Discussion in 'General Substance Abuse Discussion' started by lonewolves, Jul 3, 2018.

  1. lonewolves

    lonewolves Senior Contributor

    For those that struggle with obsessive thoughts, what do you about it? Whether negative or positive, how do you handle the situation?
    When I was growing up, I thought I had slight OCD (obsessive compulsion disorder), but I never got help for it, and as I grew up I outgrew a lot of my compulsions. Recently my doctor told me that he thinks I might still struggle from it, so I’ve been trying to work on it now for the first time in my life.

    [side note, here’s a definition from google: Obsessions are intrusive and unwanted thoughts, images, or urge that cause distress or anxiety. Compulsions are behaviors that the person feels compelled to perform in order to ease their distress or anxiety or suppress the thoughts.]

    So anyways, this got me thinking how much my addiction and OCD might be connected. I can’t seem to find a reason for why I smoke weed except for the fact that it stops this little wheel in my head that spins and disrupts my thoughts. It’s like there is a broken record player in my head that repeats “smoke or something bad might happen. smoke or something bad might happen. smoke or something bad might happen.” And don’t even get me started on my thoughts when there are benzos in the house.

    I always saw my addictions as separate issues, but now it’s like they have come into a whole new light and I’m able to understand them just a little bit more, and that’s wonderful for me.
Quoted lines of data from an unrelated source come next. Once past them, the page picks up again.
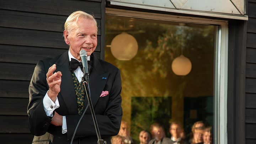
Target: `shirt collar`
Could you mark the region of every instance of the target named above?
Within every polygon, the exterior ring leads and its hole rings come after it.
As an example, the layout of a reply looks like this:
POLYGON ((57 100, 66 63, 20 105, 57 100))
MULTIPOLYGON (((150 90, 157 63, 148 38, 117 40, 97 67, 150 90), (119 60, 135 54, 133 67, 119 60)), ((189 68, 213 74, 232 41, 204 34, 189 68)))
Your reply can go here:
MULTIPOLYGON (((71 54, 71 53, 70 53, 70 51, 69 51, 69 50, 68 54, 69 54, 69 61, 71 61, 71 58, 75 59, 76 59, 77 60, 78 60, 76 58, 75 58, 75 57, 74 57, 74 56, 72 54, 71 54)), ((87 60, 90 60, 90 57, 91 57, 90 56, 89 56, 87 57, 87 60)), ((78 60, 78 61, 79 61, 79 60, 78 60)), ((79 61, 79 62, 80 62, 80 61, 79 61)))

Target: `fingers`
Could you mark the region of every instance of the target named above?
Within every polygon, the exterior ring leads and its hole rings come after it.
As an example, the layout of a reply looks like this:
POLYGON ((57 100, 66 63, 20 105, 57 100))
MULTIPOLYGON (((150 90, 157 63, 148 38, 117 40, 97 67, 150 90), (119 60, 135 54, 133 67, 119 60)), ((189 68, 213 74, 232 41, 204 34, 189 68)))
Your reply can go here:
POLYGON ((56 64, 54 64, 52 66, 49 68, 48 72, 46 74, 46 76, 49 78, 53 75, 53 71, 56 70, 56 64))

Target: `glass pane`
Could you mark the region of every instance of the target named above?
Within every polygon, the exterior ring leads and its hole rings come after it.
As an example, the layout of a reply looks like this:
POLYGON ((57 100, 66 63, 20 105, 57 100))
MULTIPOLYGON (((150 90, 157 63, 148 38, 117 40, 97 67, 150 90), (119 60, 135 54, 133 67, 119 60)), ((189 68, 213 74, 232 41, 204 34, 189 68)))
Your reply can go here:
POLYGON ((217 26, 110 15, 106 20, 105 60, 121 71, 123 120, 134 140, 156 122, 168 137, 170 123, 181 123, 188 140, 194 122, 213 126, 217 26), (136 39, 137 51, 127 35, 115 37, 124 32, 136 39))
    I think I really need to try and get back into daily yoga and meditation again. It’s hell at first, I hate being alone with my thoughts, but I only grow from being uncomfortable, and I don’t want to be like this forever (and I also don’t want to revert back to self medicating with drugs and alcohol) so the only way for me to go now, is forward.
  2. Josh111187

    Josh111187 Community Champion

    Yes, I struggle with them all the time.
    When I was younger 7 mabey 8 years old or so, they were very strong compulsions. And I had to act on them or else it drove me crazy. I ended up going to counseling at school because of this. My mind has always had a strong hold on me, especially the thoughts in my mind that I don't want there. Its like me telling myself to not think of green things. Well if I do that the more I think about the grass and trees. My mind is a very powerful thing in me, therefore whatever My mind decides it wants or needs or likes is almost overwhelming at moments. I think this is one reason I have such van addictive personnality. And everything that I became addicted to has almost killed me before I decided enough was enough.
    I remember when I smoked weed all day eveveryday. It wasn't like I would not roll a joint and start vomiting in a few hours. But I got so horribly anxious if I didn't have one rolled and ready that I was consumed with the thought until I rolled it. I didn't even have to smoke it, so I know how you feel there and yes I do know exactly how you feel about the benzos too.
    I have learned this though, as strong willed and determined as I am to do those bad things, if I make up my mind to not do them I can apply some amazing will power to that. Will power only someone in recovery could understand. So try not to be obsessed with the problem. Your an addict you are going to obsess. Let your obsessions be on the cure. Never get that thought out of your head that for today or this hour you wont smoke or pop a pill.
    Keep thinking like that and I promise those thoughts will get boring and you'll think on other things. But this only works if your totally obsessed with it. I know, sounds wierd, like a contradictory statement but it works!
    Dominica, deanokat and lonewolves like this.
  3. deanokat

    deanokat DrugAbuse.com Community Organizer Community Listener

    This is an interesting topic for me, because my oldest son--who struggles with addiction and severe depression/anxiety--has obsessive thoughts. Thanks for bringing the subject up, @lonewolves. And thanks for your insight, @Josh111187. Good stuff!
    lonewolves likes this.
  4. True concern

    True concern Community Champion


    Well sh×t according to Google im supprissed my picture isn't next to it's definition of OCD lol i'm pretty sure i meet the critera with every thought or action and man it's hard to type this while i run in this circle lol.

    Side note:Today alone i've noticed two thing's about you i have never noticed before.
    1st you acknowledged "God" maybe stopping my running and enlistment for a reason
    2nd you said the only thing you can do is go "Forward" Both of these thing's made me happy because it shows me you are absolutely making progress and i am so proud of you and happy for you.I'm wondering how many more hour's i'm going to be awake before I knock out.I have been awake since around 4 a.m. monday morning which is a long time even for me but now im being "stubborn"and trying to see how long i can stay awake.I don't know why other than why not...or something like that
    Cametobelieve0202 and Dominica like this.
  5. True concern

    True concern Community Champion


    Ya i had OCD really bad when i was younger as well,especially during puberty.My grandma keep telling me i was going to go blind if i didn't stop obsessing...never understood what she meant by that
    deanokat likes this.
  6. Dominica

    Dominica Author, Writer, Recovery Advocate Community Listener

    i hope you are sleeping :)
    deanokat likes this.
  7. Dominica

    Dominica Author, Writer, Recovery Advocate Community Listener

    @lonewolves i have to deal with obsessive thinking... it comes in cycles. i can better spot it now when it gets real bad...i don't medicate it...though at times i think about it..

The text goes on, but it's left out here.